The fine was issued after DMHC in March 2013 issued a report finding that Kaiser mismanaged its mental health care services. The report was released as part of a routine mental and physical health services survey conducted every three years.

The report found that Kaiser had:

  • Made patients wait excessively long periods between appointments; and
  • Offered patients inaccurate information that could have dissuaded them from seeking long-term individual therapy.

According to the report, Kaiser provided information sheets stating that individual counseling services "will not be a Kaiser-covered benefit and will not be paid for by Kaiser." DMHC said that such statements "are in error because the [p]lan is required to provide coverage for serious mental illnesses under the same terms and conditions as medical conditions."

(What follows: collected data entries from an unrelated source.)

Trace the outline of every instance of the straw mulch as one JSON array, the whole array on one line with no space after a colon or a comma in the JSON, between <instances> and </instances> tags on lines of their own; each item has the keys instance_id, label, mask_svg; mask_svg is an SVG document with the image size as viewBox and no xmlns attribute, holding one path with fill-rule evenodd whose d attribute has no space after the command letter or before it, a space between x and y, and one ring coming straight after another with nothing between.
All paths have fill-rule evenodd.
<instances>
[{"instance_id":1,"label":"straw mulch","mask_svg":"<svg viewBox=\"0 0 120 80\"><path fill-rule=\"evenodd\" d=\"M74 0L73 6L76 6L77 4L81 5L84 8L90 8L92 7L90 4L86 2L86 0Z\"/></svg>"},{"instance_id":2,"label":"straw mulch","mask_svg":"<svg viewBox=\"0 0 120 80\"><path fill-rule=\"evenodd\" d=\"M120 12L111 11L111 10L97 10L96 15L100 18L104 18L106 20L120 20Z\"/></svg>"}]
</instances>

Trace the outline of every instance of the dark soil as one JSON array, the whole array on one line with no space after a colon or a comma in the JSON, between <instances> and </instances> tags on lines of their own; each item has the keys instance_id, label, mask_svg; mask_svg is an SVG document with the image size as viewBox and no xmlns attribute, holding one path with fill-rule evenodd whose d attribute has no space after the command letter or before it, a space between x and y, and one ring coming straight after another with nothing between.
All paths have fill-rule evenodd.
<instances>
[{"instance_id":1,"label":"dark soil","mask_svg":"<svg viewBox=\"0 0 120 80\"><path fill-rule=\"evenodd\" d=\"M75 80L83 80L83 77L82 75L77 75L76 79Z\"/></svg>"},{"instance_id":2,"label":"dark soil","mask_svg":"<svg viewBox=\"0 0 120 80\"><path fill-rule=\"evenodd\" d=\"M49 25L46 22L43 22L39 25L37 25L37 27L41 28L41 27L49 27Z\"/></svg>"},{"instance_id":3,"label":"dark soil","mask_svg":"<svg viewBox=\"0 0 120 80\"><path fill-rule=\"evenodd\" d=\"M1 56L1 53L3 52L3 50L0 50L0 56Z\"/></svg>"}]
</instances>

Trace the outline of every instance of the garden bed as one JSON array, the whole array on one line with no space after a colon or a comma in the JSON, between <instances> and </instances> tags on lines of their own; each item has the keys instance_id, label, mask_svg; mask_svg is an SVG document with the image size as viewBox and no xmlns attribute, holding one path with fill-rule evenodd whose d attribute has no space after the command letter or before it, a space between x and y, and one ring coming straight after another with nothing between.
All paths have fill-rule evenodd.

DMHC said the fine stemmed from Kaiser's failure to:

  • Reduce wait times;
  • Fix inaccurate information; and                                     
  • Properly record tracking data for mental health appointments (California Healthline, 6/26/13).

Details of Kaiser Announcement

According to the Bee, Kaiser's announcement came after a judge denied the insurer's request to keep documents from the trial private. A hearing in the case was scheduled for this week ("Healthy Choices," Sacramento Bee, 9/9).

DMHC Director Shelley Rouillard said that in addition to collecting the fine, the agency now will conduct a follow-up survey to ensure that Kaiser has fixed the deficiencies "and is complying with the law."

Kaiser also said Tuesday that it is taking steps to increase access to mental health care by:

  • Allowing patients to give input on treatment plans (O'Neill, "KPCC News," KPCC, 9/9);
  • Improving customer service;
  • Letting patients choose a therapist; and
  • Strengthening patient privacy.

Reaction

Sal Rosselli, president of the National Union of Healthcare Workers, in a statement said, "By paying the fine, Kaiser finally acknowledged its violations, but has yet to take meaningful steps to correct the underlying problems in its mental health care system" (Rauber, "Bay Area BizTalk," San Francisco Business Times, 9/9).

Clement Papazian, a social worker who works at Kaiser's Oakland Medical Center, said the decision is "an admission by Kaiser that it has knowingly violated California mental health laws and shortchanged its patients" and "a vindication of what Kaiser mental health clinicians have been saying for years."

However, Kaiser said it still disagrees with the penalty and denies any wrongdoing (Dembosky, "State of Health," KQED, 9/9).